Open throughout the holiday season, Santa’s Enchanted Forest offers fun for all ages. Children under 10 and seniors 65 and over receive a discount off of the standard base price for both single-day and season passes, while children 2 and under can enter for free. In addition, subscribers to the park’s newsletter may be eligible to win a family four-pack of tickets as part of a seasonal giveaway.
Season passes cover unlimited visits throughout the season with no date restrictions at a price less than two standard day passes. Visitors may combine a season pass or a day ticket with an add-on express pass, which allows visitors to skip the lines for rides. As an added benefit for season pass holders, express cards are available online and inside the park.
A business owner based in Miami, Florida, Brian Shechtman has contributed to his community as a volunteer football coach at a local school.
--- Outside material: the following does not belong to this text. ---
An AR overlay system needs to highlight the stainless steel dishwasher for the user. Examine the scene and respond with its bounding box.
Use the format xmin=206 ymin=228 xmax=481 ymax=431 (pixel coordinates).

At the University School of Nova Southeastern University in Davie, Florida, Brian Shechtman coached the sixth-grade team to a 2010 Tri-County Championship win.
The coach of a sixth-grade football team has many factors to consider. Players at this level are still children whose self-esteem and sense of talent are developing. For this reason, experienced coaches stress the importance of motivation and patience. In addition, coaches must be able to treat their players with respect and encouragement and be willing to praise them for their effort.
Coaches also need to be aware of the way they behave when players make mistakes or play poorly. This involves modeling a positive attitude. Children need to know that they can learn from their mistakes and move forward without negative feelings. This attitude also translates into showing players how to win and lose graciously, as well as how to treat players on both teams with fairness.
When players require constructive criticism, coaches need to remember that children at this age are vulnerable to the opinions of their peers. Coaches can praise publicly, but should correct privately. When making use of this philosophy, skill building becomes a group activity, as all players participate in running, tackling, and tactical drills.